The micro-batching system organizes training data into manageable chunks for efficient memory usage and distributed processing. For details, see MicroBatch System.

Micro-Batch Class Hierarchy

MicroBatchItem areal/utils/data.py367-383 is a named tuple yielded during iteration containing both original and padded versions of the micro-batch data.

MicroBatchList areal/utils/data.py385-472 is the main container that stores micro-batches and maintains forward/backward index mappings for sequence reordering during training.

MicroBatchSpec areal/api/cli_args.py99-140 defines the splitting strategy, including constraints like max_tokens_per_mb, granularity, and the packing_algorithm (e.g., ffd or kk).

Sources: areal/utils/data.py367-472 areal/api/cli_args.py99-140

Splitting and Allocation

The function split_padded_tensor_dict_into_mb_list areal/utils/data.py477-594 implements intelligent batch splitting. It groups sequences into micro-batches that balance token counts across GPUs. Engines like FSDPEngine and MegatronEngine utilize these utilities to manage the data flow into forward/backward passes.

Sources: areal/utils/data.py477-594

Sequence Packing and Padding

Packing: From Padded to Packed Format

pack_tensor_dict areal/utils/data.py273-322 converts tensors from padded [B, S, ...] format to packed [total_length, ...] format.

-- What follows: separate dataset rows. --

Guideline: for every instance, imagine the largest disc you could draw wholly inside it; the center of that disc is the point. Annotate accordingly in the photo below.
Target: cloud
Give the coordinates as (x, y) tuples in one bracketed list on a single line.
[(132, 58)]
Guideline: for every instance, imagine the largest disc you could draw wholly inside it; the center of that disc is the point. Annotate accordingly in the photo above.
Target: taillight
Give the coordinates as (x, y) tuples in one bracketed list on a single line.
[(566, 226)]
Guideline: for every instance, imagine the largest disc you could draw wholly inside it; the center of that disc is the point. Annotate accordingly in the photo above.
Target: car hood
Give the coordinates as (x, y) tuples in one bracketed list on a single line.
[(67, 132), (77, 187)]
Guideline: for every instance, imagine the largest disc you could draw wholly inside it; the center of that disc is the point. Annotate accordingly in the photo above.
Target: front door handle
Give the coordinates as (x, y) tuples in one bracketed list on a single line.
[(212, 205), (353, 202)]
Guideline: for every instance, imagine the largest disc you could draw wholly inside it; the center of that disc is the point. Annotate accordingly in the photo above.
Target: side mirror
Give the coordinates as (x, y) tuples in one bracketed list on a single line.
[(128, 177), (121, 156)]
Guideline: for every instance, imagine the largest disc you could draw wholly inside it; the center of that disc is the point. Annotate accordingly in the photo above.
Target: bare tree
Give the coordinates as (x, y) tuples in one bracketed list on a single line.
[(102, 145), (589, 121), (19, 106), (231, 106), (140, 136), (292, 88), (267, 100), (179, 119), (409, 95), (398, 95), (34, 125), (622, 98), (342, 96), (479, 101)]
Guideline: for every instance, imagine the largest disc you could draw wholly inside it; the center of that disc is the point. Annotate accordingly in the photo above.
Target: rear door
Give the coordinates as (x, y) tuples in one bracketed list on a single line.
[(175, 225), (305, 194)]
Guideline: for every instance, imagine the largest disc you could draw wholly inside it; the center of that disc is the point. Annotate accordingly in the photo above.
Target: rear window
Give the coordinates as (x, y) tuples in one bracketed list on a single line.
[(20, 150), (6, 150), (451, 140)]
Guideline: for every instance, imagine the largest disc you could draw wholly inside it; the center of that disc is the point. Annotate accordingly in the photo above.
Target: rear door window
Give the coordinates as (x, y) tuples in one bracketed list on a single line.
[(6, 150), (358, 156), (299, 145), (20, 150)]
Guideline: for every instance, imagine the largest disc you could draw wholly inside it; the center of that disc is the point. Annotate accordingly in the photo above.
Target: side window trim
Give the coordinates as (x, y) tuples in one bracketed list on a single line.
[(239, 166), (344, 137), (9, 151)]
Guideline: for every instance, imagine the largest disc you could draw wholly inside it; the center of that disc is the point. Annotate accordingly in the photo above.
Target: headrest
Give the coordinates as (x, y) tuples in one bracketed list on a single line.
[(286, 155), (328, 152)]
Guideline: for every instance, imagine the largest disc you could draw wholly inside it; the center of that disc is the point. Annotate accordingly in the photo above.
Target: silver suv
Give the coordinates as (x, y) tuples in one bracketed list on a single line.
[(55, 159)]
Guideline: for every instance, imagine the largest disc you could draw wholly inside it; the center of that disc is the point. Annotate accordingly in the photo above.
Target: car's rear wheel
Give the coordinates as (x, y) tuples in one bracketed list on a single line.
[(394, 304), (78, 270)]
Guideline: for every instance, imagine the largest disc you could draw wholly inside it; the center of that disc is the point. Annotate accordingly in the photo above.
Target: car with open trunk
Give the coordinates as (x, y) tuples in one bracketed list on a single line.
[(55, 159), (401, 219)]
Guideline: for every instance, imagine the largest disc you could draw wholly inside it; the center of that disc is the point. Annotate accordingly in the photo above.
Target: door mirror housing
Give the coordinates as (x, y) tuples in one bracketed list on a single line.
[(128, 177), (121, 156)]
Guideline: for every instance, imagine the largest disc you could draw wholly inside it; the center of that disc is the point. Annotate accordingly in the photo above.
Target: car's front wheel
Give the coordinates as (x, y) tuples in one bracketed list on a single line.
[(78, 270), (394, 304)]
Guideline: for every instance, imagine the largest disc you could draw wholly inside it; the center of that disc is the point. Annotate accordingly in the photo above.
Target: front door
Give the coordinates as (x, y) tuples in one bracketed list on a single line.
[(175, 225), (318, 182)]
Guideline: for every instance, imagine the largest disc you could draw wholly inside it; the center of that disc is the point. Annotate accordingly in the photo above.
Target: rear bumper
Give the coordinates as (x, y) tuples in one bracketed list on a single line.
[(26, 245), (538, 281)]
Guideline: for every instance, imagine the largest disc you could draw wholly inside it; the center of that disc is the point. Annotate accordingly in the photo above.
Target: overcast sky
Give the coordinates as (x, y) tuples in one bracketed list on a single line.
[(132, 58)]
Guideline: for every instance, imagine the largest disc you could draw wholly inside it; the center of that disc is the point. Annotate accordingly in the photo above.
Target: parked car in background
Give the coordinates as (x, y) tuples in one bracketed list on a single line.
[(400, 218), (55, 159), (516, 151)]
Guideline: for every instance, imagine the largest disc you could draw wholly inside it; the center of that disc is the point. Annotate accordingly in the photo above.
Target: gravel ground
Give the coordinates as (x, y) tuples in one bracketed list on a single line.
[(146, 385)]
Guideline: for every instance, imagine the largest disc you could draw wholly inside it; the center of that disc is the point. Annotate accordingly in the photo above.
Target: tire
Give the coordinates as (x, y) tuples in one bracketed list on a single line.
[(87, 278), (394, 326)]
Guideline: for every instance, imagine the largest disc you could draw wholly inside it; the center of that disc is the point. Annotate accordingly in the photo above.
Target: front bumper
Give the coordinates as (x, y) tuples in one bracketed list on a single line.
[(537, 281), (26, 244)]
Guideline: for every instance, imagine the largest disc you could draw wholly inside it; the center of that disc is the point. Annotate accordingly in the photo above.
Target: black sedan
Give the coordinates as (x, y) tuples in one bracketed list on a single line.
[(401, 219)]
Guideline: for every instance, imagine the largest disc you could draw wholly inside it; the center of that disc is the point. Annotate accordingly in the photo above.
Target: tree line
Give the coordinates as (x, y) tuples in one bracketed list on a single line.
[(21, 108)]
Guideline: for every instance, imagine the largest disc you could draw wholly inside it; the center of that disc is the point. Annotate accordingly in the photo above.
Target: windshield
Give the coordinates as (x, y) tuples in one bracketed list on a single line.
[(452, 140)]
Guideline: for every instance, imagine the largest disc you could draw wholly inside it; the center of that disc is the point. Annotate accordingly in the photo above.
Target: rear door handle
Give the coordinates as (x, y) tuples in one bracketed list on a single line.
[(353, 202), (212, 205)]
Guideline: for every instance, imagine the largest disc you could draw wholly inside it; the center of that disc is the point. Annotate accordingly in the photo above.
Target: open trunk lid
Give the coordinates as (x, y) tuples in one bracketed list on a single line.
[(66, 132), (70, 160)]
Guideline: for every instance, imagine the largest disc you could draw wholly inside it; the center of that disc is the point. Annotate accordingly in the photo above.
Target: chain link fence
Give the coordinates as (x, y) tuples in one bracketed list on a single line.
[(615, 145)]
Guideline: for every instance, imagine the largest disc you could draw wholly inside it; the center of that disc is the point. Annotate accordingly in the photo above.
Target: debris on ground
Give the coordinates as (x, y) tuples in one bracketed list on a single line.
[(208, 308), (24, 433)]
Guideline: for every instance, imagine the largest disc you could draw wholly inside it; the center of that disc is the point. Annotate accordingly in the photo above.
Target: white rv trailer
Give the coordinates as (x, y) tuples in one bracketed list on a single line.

This eliminates padding tokens within a batch, significantly reducing computation and memory overhead for variable-length sequences. For details, see Sequence Packing and Padding.

Sequence Packing Logic

Sources: areal/utils/data.py273-322

Load Balancing with KK and FFD

AReaL supports configurable sequence packing algorithms to improve load balancing across data-parallel ranks.

First Fit Decreasing (FFD): A greedy heuristic that is fast but may lead to imbalance in bimodal distributions areal/utils/seqpack.py196-203
Karmarkar-Karp (KK): The "Largest Differencing Method" which produces near-optimal balance for large-scale RL training areal/utils/seqpack.py163-164

Sources: areal/utils/seqpack.py161-203

Alignment and Memory Optimization

pad_mb_list areal/utils/data.py755-817 applies padding to packed tensors to align them with GPU memory page boundaries (default 256 tokens). This optimization reduces GPU memory fragmentation and ensures compatibility with context parallelism strategies like Ulysses.

Sources: areal/utils/data.py755-817

Normalization and Estimation

Adaptive Normalization

The Normalization class areal/utils/data.py1152-1383 provides flexible normalization for rewards and advantages. It supports different levels (batch, group) and specialized RL techniques like leave-one-out mean areal/utils/data.py1315-1336 to reduce bias. For details, see Normalization and Estimation.

NormConfig areal/api/cli_args.py42-95 controls these behaviors, allowing users to specify mean_level, std_level, and group_size.

Sources: areal/utils/data.py1152-1383 areal/api/cli_args.py42-95

KL Divergence Estimation

KLEstimator areal/utils/data.py1385-1443 computes approximate KL divergence between the current policy and a reference model. It supports multiple estimator types (k1, k2, k3) to balance accuracy and non-negativity constraints.

Sources: areal/utils/data.py1385-1443

HuggingFace Utilities

AReaL provides wrappers for loading and configuring HuggingFace components. This includes the instantiation of tokenizers and multi-modal processors for vision-language tasks. For details, see HuggingFace Utilities.

Sources: areal/utils/hf_utils.py121

Datasets and Reward Functions

AReaL includes built-in support for several common RL alignment datasets, providing specialized loaders for both SFT and RL phases:

GSM8K: Math reasoning areal/dataset/gsm8k.py6-63
CLEVR: Visual counting with image processing areal/dataset/clevr_count_70k.py38-206
Geometry3K: Geometric reasoning areal/dataset/geometry3k.py44-206
HH-RLHF: Preference datasets for reward modeling areal/dataset/hhrlhf.py6-29
ToRL: Multi-source reasoning data areal/dataset/torl_data.py62-100

For details on dataset implementation and custom reward functions, see Datasets and Reward Functions.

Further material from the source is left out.